Das Wappen der Deutschen Burschenschaft

Die Wartburg
Die Wartburg

Das vermutlich nach 1818 in Jena entstandene Wappen der Burschenschaft zeigt ursprünglich folgende Gestalt: Silberner durch schwarz-silbernes sogenanntes "Deutsches Kreuz" gevierter Schild mit silbernem Herzschild, in dem der schwarze Burschenschafterzirkel steht.

1. Feld: In Schwarz, von Ringschlange umgeben, zwei verschlungene Treuhände.
2. Feld: In Rot die aufgehende goldene Sonne.
3. Feld: In Rot die große deutsche Eiche.
4. Feld: In Schwarz goldene Leyer und silbernes Schwert mit grünem Kranz.

Auf dem silbernen Schildrand steht der Wahlspruch: Ehre - Freiheit - Vaterland. Die "Treuhände mit der Ewigkeitsschlange" stammen aus dem Brauch der Orden und verkörpern den von diesen vielverwendeten Wahlspruch aus Schillers Lied an die Freude "Ewigkeit geschworenen Eiden", also die Burschenehre.
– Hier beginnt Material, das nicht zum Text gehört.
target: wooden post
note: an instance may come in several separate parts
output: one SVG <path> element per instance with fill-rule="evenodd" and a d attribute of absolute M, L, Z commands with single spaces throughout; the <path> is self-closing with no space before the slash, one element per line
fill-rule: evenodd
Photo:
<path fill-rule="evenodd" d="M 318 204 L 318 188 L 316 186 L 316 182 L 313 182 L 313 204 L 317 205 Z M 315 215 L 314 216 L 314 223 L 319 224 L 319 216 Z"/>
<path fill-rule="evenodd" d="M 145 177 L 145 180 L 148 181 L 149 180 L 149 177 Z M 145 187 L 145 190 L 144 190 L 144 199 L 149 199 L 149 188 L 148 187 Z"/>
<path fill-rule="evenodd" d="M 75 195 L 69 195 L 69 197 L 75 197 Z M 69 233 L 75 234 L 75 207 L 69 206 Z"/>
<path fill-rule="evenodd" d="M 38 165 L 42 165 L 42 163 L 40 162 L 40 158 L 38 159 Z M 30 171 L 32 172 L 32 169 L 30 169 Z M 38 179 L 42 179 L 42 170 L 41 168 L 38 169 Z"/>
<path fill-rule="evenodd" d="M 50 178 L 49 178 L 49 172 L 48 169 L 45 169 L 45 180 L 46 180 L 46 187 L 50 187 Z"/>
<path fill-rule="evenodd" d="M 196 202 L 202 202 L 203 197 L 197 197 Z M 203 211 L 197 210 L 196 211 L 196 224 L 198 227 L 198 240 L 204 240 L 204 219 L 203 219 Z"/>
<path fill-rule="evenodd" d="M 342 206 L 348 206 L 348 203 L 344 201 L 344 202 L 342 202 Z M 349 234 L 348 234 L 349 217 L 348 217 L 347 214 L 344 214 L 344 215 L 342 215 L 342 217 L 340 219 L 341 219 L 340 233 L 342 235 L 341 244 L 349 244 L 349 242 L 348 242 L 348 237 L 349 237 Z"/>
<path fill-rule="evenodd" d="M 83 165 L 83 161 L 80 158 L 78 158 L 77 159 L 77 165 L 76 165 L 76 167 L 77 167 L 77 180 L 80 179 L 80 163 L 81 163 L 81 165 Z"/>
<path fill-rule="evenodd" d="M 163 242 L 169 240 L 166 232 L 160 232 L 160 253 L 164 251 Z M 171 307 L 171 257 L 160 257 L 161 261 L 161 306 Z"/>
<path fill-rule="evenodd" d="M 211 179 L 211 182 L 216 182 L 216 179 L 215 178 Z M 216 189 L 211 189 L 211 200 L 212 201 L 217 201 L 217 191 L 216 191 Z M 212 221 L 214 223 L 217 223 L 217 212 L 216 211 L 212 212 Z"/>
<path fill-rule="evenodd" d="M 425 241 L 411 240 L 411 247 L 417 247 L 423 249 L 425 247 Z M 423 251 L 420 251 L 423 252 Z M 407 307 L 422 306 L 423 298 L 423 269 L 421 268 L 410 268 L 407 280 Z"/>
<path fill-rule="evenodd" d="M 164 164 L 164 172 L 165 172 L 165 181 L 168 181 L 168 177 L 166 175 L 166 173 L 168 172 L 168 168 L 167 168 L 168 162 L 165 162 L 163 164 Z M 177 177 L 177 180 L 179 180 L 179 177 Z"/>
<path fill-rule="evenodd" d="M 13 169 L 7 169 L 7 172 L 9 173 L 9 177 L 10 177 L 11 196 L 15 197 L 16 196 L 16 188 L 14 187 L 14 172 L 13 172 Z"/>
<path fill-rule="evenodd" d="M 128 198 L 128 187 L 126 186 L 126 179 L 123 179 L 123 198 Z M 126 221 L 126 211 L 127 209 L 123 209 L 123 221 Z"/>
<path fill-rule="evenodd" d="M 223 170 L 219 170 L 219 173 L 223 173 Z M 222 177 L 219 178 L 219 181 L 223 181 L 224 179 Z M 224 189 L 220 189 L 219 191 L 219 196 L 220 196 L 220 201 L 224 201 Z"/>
Die aufgehende Sonne ist immer als Sinnbild der Freiheit gedeutet worden. Die Eiche stellt das deutsche Volk oder Vaterland dar und ist der Dichtung der Freiheitskriege entnommen. "Leyer und Schwert" mit Eichen-Kranz sind dem Titel von Theodor Körners letzter Kriegsliedersammlung entlehnt und zeigen deutlich den Einfluß der Lützower Dichtung auf die Gedankenwelt der Urburschenschaft.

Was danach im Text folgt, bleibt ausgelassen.